Sometimes I think we attach too much importance to football. A thing that can provide us with an escape, some entertainment, or a way of putting all that other stuff in the background, becomes all-consuming to the point where lose touch with what it actually is.
Yet there’s now a demand for perfection that goes against that completely. Every game must be a convincing win, otherwise we’re failing somehow. And in that people forget to enjoy the game, the company, the people, the friendships, the occasion, the fact that it can lift you up and make you forget your troubles – even for a little while.
If someone spends their day fighting and arguing online – even at a time when things are going relatively well – then what hope is there when their default position is anger?

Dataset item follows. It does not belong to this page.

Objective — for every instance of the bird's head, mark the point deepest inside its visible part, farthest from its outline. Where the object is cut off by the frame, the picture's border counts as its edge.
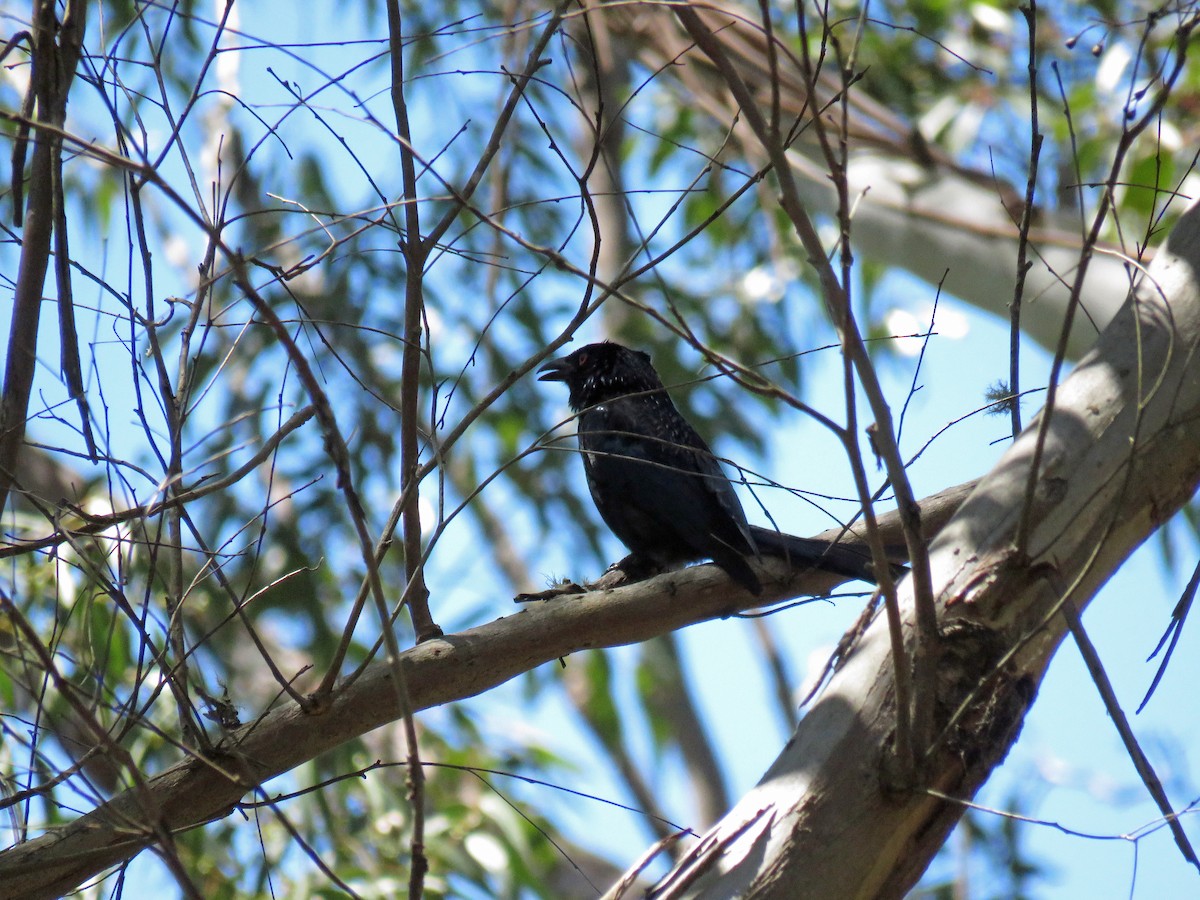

Sometimes I attach too much importance to the things I enjoy in life. Football, pro wrestling, videogames. Especially pro wrestling. After Roman Reigns won the WWE title at this year’s Wrestlemania, I was absolutely livid and defiantly changed my Steam profile nickname to “Fuck Roman Reigns _|_ ” for three months until he dropped it to Dean Ambrose. I think I lost a couple of Steam friends because of this.
When we invest so much in something, especially our time and money, we feel obligated to get something good in return. We want instant, positive results from our favourite football teams. We want every videogame we play to be a perfect experience. We want every pro wrestler that holds the title belt to be “worthy”, to have earned it. Every championship final or cup final must be a AAA five-star match. And when these things don’t meet our expectations, we become angry and vent our frustrations on the Internet.
To use a videogame example, look at what happened to No Man’s Sky. Instead of just learning from the game’s mistakes and overhyped features, gamers are refusing to move on and feel like it’s their entitlement, their right to bash the game and the developers. It’s supposed to be a game, yet people are treating it like some global disaster that killed millions of people.
And I’m starting to become very tired of reading stuff like this. There’s so much hate speech, bigotry, and reckless comments on the Internet everywhere. It’s even made its way to traditional mainstream media like television and newspapers. Just look at what Donald Trump or Rodrigo Duterte are saying every day.
One of my friends once casually asked me awhile back: “Do you even use Facebook?”
I don’t post a lot of stuff on Facebook. I use it mainly to see what my friends are up to, to view interesting articles, photos, and maybe the occasional troll post or joke video. I prefer to post stuff on Twitter instead. Short, sharp, concise thoughts about the topics that interest me. That’s what the true power of social media is about: the ability to socialise and share things with each other. Instead, most of the stuff I see on my Facebook feed are angry rants. People complaining about the most insignificant inconveniences in their lives. One of the dumbest posts I’ve seen was from a fellow Singaporean complaining about being spot-checked in our country’s Changi Airport by a security officer. He went into a full, multi-paragraph tirade about how the officer had deliberately singled him out, and even dared to challenge the officer.
Huh?? In this post-September 11 age, with the influence of ISIS spreading closer and closer to home, you’re complaining about a security officer carrying out a routine check? It’s part of his fucking job, he’s doing his part to keep our nation safe.
I promised myself in my previous blog post that I’ll lower the aggressive tone of my posts, so I’ll end this short and sweetly. To everyone that continues making the effort to post well-researched or well-constructed articles with the aim of educating others and to encourage discussion, keep doing what you do. Knowledge is power but only if it can be passed on.
I can’t believe I’m writing this all because of an Arsenal blog post. Pure banter.